Investor diligence
Trust is part of the product, not an afterthought.
TALLO handles candidate data, employer intent and commercial hiring events. The product must therefore be built around consent, restricted visibility, moderation and auditability.
Prototype controls are live
Candidate consent, anonymous browse, admin approval, active/inactive visibility and audit events are already part of the workflow.
Privacy-by-design
Employer browse does not expose candidate names, emails, phone numbers or exact addresses.
Moderation gate
Candidate profiles only become visible to employers after admin review and approval.
Audit evidence
Important platform events are timestamped for later review, disputes and investor due diligence.
Hardening still required
What must be completed before public launch
Legal: POPIA review, final privacy policy, final terms, candidate consent wording and employer agreement.

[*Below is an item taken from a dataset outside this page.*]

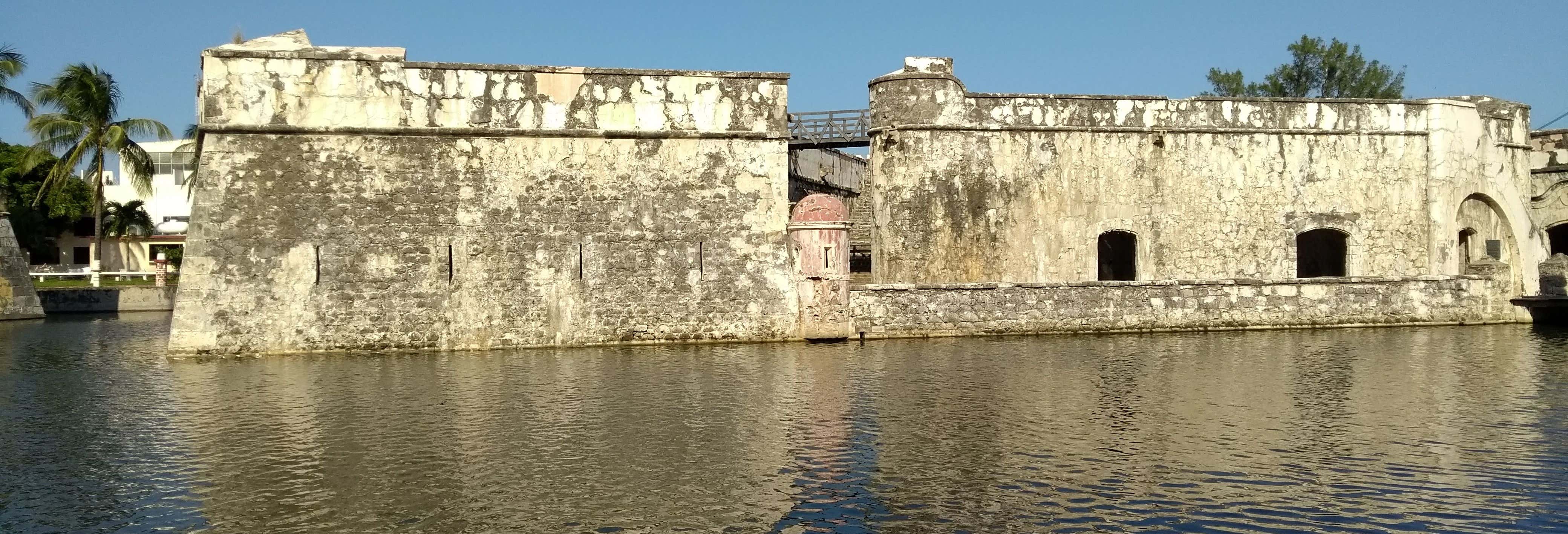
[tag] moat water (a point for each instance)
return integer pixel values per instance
(1438, 430)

Security: penetration test, role-access review, session hardening, rate limits, error handling and secrets review.
Data governance: retention policy, deletion workflow, export workflow and admin access rules.
Commercial controls: fee trigger rules, payment workflow, refund/credit process and employer declaration logs.
Current safe use
Closed pilot with trusted candidates and employers. No sensitive documents should be uploaded at this stage.
Not yet ready for
Open public launch, enterprise procurement, large-scale candidate data intake or paid commercial roll-out without further legal and security work.